When I was a 13 year old boy-crazy girl growing up in Cleveland, my dream was to be surrounded by good looking guys. Well, as the saying, goes: watch what you wish for because you might receive. Here I am at mid-life and when I celebrate Christmas I am surrounded by good looking guys, only (my husband, my Ex, and 2 sons). The irony. I love them all and I think each time anew about options for recruiting some female energy into our party next year. The ingredients I consistently seek in promoting my own growth and those around me are balance and diversity. So the value of male voices in the dialogues in which I engage is not lost on me, even if their messages can infuriate me. Sometimes I forget that I, too, have the potential to frustrate and infuriate my dialogue partners, male and female. No one holds a monopoly on this capacity, I’m afraid.
On social media I have had the pleasure of encountering numerous male contributors who regularly expand my horizons and stretch my thinking. I find much in common with them on several themes specifically around education and social justice and I appreciate the many ways in which they have supported and championed my voice in digital spaces. I am so glad they are present and engaging and also willing to wrestle with some of the tough stuff. These are also men who can examine and unpack their various layers of privilege which are unique to each of them. In their company I feel safe, valued and welcomed.
I have a brother who is five years older. Although we have lived on different continents for most our adult lives, what impresses me most about him is his role as the family connector. He is the one who has maintained and strengthened ties with uncles, aunts and cousins across the country on behalf of our family. Every cousin imaginable is only a phone call away for him. I love this about him and my gratitude to him is immeasurable. And I applaud the fact that he is a male taking up what has traditionally been ‘women’s work’ in our family.

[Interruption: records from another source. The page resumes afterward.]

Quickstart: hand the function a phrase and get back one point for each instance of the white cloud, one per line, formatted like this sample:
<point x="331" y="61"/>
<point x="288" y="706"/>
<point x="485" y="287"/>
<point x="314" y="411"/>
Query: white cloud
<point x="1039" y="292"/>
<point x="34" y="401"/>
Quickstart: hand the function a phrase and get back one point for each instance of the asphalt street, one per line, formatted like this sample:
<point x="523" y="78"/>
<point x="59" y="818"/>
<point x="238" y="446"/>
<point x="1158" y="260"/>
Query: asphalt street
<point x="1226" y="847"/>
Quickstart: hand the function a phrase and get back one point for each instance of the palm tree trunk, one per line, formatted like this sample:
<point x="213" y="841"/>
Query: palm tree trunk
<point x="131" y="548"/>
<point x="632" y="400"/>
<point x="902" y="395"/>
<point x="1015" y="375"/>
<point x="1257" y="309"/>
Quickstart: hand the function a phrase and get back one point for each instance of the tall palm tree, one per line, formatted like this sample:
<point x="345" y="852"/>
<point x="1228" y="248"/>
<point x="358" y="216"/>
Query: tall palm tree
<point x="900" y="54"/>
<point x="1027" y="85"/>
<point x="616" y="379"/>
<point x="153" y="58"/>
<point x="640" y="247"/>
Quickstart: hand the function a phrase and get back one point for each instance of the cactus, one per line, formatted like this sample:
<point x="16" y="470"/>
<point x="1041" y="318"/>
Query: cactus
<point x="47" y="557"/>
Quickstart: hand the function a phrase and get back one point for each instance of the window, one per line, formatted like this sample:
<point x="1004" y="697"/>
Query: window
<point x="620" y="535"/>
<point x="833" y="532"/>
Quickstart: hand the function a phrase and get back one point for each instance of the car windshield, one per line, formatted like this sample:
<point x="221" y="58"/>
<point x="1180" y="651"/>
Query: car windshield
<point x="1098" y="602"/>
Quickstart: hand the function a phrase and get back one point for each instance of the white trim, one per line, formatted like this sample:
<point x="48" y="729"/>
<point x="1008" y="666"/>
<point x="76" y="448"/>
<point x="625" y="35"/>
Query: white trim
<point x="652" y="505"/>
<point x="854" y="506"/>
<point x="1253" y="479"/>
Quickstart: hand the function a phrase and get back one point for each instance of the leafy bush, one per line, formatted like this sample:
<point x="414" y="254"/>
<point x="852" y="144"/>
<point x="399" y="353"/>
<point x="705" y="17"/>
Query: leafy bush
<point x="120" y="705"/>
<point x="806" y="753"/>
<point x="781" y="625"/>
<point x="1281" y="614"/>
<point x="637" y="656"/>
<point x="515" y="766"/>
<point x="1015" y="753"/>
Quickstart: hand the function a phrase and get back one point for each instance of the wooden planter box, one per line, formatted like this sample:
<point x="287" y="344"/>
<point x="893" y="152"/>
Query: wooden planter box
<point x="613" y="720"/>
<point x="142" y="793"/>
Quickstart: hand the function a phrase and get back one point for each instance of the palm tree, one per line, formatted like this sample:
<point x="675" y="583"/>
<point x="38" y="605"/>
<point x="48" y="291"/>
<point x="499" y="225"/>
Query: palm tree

In my world, the men I care about and value are several. Who they are, the gifts they bring, the time they take – all of these mean so much to me and certainly to many others. Being male is but one aspect of their identity and each one of them expresses their maleness distinctly, uniquely and vitally. Our mutual capacity to sustain each other in life-affirming ways, friend-to-friend, brother-to-sister, partner-to-partner, requires careful tending to from both sides.
In this spirit, I raise my glass in honor of the great men in my life. You matter. Live long, prosper and please stay in touch.